The time we passed each other down town. That look
you gave me, I’ve never felt so
cold in my life. You didn’t even speak to me, just kept on walking. It
was like we didn’t
even know each other.
Did you even hear the whispers of the old ladies
as you walked? Their words still ring
through my mind. ‘Can you believe the broke up?’ or ‘It’s such a
shame, they were a
lovely couple.’ or ‘They’re both to stubborn to realize what’s
good for them.’. Did you
even hear that?
We sent out invitations, to friends and
relations
Announcing our wedding day.
Friends and relations, gave congratulations
How can you face them, what can you say?
As I begin to pull clothing from my dresser, I
think of our beautiful wedding. Almost
wedding. The flowers were perfect, as was the setting. I couldn’t ask
for a better day. I
just need you. But that won’t happen. Not now.

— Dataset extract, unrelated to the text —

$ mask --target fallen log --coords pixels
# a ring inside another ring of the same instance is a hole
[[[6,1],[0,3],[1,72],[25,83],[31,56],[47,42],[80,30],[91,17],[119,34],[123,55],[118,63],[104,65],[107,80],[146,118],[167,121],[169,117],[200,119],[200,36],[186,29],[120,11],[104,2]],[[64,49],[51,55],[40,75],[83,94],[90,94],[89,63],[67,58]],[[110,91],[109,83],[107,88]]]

I sit down on my bed and allow the tears to slip
down as I think of our argument. ‘What
difference does it make how many people are there Hank? I’m paying for
the wedding
after all.’ I yelled. ‘I just want to keep it small.’ You replied,
calm and collective. You
always were. ‘No, this is about your ego. You want things your way.
Why the hell
should we have a big wedding? It’ll just mean more exposure to you. We
all know how
you hate the spot light.’ I spat at you. The hurt look across your
face will be implanted in
my memory forever. ‘I just want this day for us. We don’t need
everyone to be there.’
You meekly replied, the hurt evident in your voice. ‘It’s a stupid
idea. One of the
stupidest you’ve ever had.’ I still can’t believe I said that.

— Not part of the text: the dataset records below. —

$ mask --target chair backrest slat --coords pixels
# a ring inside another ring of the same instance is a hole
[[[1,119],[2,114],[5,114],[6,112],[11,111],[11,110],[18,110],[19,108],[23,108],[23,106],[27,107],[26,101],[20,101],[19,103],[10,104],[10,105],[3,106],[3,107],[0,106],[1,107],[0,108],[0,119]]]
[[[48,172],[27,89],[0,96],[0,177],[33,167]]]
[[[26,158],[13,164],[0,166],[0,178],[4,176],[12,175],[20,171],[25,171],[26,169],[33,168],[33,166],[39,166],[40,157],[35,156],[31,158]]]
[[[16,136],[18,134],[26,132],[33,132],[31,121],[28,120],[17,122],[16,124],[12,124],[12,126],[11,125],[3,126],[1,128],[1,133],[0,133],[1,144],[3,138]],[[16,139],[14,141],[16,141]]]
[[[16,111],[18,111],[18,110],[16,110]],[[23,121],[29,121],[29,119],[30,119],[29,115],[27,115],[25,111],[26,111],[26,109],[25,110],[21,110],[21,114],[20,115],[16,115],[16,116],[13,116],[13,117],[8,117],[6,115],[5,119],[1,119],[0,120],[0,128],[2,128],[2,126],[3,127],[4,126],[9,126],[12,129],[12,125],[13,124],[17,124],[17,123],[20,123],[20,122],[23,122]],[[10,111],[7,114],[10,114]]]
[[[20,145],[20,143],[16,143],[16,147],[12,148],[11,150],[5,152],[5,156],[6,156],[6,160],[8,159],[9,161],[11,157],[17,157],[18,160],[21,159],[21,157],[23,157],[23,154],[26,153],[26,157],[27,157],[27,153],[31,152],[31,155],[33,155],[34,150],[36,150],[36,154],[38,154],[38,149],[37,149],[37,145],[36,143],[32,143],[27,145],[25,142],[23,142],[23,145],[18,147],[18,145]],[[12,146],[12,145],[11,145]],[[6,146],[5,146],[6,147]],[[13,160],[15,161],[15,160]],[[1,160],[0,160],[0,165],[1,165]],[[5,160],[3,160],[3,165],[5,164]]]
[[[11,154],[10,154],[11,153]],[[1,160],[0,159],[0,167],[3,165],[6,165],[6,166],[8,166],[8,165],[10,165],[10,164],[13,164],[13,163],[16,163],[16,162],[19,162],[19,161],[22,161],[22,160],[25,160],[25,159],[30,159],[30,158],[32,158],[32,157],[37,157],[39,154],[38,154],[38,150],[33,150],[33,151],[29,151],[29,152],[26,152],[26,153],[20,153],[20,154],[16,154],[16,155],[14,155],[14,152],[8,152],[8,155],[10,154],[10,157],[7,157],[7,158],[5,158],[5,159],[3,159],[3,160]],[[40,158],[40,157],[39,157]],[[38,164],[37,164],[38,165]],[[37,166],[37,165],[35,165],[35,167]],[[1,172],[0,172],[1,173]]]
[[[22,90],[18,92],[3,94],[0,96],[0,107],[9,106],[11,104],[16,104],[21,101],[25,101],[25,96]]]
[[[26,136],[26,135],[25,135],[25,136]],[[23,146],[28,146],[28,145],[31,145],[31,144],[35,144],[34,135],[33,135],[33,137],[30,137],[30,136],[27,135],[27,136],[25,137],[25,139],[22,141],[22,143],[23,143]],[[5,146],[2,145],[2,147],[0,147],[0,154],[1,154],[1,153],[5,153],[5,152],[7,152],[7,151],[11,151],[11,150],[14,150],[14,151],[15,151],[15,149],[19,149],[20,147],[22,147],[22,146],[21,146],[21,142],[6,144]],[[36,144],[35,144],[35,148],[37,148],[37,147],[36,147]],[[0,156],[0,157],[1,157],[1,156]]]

It’s so unlike me. And what
did you do? You just sighed and said, ‘Maybe we’re not ready for
this.’ and walked away.
God, how stupid can I be? Why can’t I think
before I speak? I seem to repel every decent
man who might have interest in me. But now I finally did it. I insulted
the man I love.
Insulted him so much that he won’t even look at me.
Let’s make up sweetheart, we can’t stay
apart.
Don’t let foolish pride, keep you from my side.

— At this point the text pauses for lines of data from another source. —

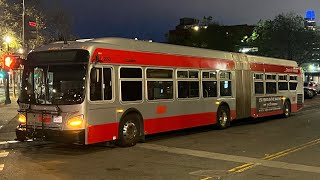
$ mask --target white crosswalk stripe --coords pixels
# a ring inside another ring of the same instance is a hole
[[[9,152],[5,151],[0,151],[0,158],[5,158],[7,157]],[[4,169],[4,164],[0,164],[0,172]]]
[[[7,157],[9,152],[0,152],[0,158]]]

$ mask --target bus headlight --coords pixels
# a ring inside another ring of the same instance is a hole
[[[67,124],[69,127],[72,127],[72,128],[75,128],[75,127],[81,128],[83,124],[83,120],[84,120],[83,115],[75,116],[75,117],[69,118]]]
[[[21,124],[24,124],[24,123],[27,122],[27,118],[26,118],[25,115],[19,114],[19,119],[18,119],[18,121],[19,121]]]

How can love like ours be ended?
It’s the talk of the town.
As the tears fall from my face, a loud rapping at
the door startles me. Wiping my face, I
stand up and walk to the mirror above my dresser. I take a Kleenex from
the box and blot
my eyes, ridding them from the excess water. Taking in a deep breath, I
open the door of
our bedroom and walk through the hall laced with pictures of us and our
families.
Sluggishly I walk through the living room and over to the front door.
Taking one final
deep breath, I open the door and prepare to see someone offering their
condolences.
But instead I see you. Standing there. A look on
your face that I cannot read.
Speechless, I continue to stare at you.
“I can’t stay away from you Gwen. I love you
too much.” You whisper.
“I love you too. Oh I love you so much!” I
yelp as I quickly step over to you and wrap
my arms around your neck. The comfort of your arms soothes me. And I
know that
tomorrow, our make up will be the talk of the town.